We performed meta-analysis for our main outcomes. We found that ultrasound guidance produces superior peripheral nerve block success rates, with more blocks being assessed as sufficient for surgery following sensory or motor testing (Mantel-Haenszel (M-H) odds ratio (OR), fixed-effect 2.94 (95% confidence interval (CI) 2.14 to 4.04); 1346 participants), and fewer blocks requiring supplementation or conversion to general anaesthetic (M-H OR, fixed-effect 0.28 (95% CI 0.20 to 0.39); 1807 participants) compared with the use of PNS, anatomical landmark techniques or a transarterial approach. We were not concerned by risks of indirectness, imprecision or inconsistency for these outcomes and used GRADE to assess these outcomes as being of moderate quality. Results were similarly advantageous for studies comparing US + PNS with NS alone for the above outcomes (M-H OR, fixed-effect 3.33 (95% CI 2.13 to 5.20); 719 participants, and M-H OR, fixed-effect 0.34 (95% CI 0.21 to 0.56); 712 participants respectively). There were lower incidences of paraesthesia in both the ultrasound comparison groups (M-H OR, fixed-effect 0.42 (95% CI 0.23 to 0.76); 471 participants, and M-H OR, fixed-effect 0.97 (95% CI 0.30 to 3.12); 178 participants respectively) and lower incidences of vascular puncture in both groups (M-H OR, fixed-effect 0.19 (95% CI 0.07 to 0.57); 387 participants, and M-H OR, fixed-effect 0.22 (95% CI 0.05 to 0.90); 143 participants). There were fewer studies for these outcomes and we therefore downgraded both for imprecision and paraesthesia for potential publication bias. This gave an overall GRADE assessment of very low and low for these two outcomes respectively. Our analysis showed that it took less time to perform nerve blocks in the ultrasound group (mean difference (MD), IV, fixed-effect -1.06 (95% CI -1.41 to -0.72); 690 participants) but more time to perform the block when ultrasound was combined with a PNS technique (MD, IV, fixed-effect 0.76 (95% CI 0.55 to 0.98); 587 participants).
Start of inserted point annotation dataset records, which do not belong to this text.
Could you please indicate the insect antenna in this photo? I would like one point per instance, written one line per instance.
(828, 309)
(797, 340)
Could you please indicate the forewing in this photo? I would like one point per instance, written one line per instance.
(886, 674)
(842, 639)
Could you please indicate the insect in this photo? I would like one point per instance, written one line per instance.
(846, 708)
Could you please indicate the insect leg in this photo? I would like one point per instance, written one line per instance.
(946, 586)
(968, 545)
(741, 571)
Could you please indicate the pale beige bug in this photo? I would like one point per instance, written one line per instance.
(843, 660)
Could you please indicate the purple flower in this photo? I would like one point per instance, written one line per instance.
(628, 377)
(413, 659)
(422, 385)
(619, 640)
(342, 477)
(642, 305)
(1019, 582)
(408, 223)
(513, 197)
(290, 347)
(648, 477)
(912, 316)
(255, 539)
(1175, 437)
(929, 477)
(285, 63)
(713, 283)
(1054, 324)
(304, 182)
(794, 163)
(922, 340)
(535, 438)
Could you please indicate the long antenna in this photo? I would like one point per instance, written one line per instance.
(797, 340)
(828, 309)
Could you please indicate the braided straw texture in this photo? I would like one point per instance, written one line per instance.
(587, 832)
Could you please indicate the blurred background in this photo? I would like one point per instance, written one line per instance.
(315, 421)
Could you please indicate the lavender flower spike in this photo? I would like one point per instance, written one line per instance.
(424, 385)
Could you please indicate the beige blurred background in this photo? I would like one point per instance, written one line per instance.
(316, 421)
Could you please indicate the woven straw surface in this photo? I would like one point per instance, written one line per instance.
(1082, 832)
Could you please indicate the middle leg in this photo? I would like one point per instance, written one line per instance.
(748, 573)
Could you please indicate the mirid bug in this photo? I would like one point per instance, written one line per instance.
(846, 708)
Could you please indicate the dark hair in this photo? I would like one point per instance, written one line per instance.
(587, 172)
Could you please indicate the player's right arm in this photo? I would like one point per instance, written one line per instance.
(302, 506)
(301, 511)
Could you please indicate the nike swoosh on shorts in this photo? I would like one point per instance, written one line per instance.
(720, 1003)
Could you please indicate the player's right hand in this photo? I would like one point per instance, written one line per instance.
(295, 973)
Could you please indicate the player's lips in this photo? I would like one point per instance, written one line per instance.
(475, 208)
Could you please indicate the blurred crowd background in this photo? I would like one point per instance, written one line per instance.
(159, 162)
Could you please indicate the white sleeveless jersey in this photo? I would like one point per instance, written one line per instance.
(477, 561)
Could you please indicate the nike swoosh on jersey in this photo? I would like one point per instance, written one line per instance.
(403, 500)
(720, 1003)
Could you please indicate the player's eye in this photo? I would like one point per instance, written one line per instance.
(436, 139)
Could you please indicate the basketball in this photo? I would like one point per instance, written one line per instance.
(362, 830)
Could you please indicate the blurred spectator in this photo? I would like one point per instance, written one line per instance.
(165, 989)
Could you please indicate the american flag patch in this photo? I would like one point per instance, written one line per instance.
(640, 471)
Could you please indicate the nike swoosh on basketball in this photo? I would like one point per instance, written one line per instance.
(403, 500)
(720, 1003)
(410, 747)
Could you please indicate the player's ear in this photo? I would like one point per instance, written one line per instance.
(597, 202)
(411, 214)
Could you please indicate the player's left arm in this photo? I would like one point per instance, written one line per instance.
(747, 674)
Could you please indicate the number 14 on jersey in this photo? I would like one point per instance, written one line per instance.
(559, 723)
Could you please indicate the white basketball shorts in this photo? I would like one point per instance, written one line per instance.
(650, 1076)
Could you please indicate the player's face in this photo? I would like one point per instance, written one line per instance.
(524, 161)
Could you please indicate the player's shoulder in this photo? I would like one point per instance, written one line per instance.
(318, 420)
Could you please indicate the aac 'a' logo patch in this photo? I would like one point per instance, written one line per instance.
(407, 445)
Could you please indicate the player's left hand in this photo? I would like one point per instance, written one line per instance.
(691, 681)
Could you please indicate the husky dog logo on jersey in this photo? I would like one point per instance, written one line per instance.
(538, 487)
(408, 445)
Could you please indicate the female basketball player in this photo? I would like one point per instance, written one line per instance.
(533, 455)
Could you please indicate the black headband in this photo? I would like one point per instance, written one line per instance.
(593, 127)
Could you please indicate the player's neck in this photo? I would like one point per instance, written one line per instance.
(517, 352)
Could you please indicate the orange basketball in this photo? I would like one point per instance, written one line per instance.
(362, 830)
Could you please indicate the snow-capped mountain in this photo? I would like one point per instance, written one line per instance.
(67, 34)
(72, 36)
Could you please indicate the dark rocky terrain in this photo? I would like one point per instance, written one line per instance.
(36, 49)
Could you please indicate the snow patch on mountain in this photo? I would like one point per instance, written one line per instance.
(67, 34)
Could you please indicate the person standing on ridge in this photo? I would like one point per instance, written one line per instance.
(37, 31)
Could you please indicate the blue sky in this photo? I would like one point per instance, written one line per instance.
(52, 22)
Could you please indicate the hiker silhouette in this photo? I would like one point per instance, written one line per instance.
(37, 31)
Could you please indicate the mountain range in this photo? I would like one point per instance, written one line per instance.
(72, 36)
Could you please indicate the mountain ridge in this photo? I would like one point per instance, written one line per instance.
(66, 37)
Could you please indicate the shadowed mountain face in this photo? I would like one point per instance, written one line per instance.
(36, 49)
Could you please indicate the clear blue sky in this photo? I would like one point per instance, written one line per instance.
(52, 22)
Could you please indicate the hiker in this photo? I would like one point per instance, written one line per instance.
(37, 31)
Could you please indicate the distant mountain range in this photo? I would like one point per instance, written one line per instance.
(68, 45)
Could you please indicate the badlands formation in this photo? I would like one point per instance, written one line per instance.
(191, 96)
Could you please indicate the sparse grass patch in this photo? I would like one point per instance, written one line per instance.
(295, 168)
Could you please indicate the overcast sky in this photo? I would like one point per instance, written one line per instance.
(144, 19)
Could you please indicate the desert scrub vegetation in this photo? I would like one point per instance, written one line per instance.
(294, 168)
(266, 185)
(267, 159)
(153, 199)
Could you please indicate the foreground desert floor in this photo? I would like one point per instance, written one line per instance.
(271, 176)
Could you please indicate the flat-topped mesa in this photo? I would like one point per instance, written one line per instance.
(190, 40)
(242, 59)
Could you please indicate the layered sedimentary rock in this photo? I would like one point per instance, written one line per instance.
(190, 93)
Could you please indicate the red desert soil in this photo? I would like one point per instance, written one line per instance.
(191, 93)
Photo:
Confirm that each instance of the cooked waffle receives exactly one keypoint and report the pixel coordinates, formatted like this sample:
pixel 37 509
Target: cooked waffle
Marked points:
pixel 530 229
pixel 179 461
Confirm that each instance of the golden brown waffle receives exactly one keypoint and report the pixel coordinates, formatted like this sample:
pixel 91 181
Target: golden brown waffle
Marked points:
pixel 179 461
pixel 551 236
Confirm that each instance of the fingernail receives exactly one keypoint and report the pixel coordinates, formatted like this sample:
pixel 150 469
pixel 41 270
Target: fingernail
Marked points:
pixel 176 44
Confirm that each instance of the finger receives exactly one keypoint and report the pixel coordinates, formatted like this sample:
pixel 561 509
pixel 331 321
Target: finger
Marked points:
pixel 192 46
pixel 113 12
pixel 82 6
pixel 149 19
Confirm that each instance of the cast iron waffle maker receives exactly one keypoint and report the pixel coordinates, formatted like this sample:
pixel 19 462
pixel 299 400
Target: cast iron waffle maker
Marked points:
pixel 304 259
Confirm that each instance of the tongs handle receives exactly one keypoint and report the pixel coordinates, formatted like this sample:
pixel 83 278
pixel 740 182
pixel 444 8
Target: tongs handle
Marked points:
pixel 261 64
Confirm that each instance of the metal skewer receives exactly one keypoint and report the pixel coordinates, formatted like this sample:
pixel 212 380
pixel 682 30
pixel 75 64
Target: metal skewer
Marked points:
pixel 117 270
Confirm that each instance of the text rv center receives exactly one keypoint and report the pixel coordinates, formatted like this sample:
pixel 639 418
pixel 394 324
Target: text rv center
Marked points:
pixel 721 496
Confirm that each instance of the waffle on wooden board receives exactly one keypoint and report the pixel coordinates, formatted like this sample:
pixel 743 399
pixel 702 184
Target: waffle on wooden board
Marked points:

With high levels of unexplained statistical heterogeneity, we graded this outcome as very low quality. We did not combine data for other outcomes as study results had been reported using differing scales or with a combination of mean and median data, but our interpretation of individual study data favoured ultrasound for a reduction in other minor complications and reduction in onset time of block and number of attempts to perform block.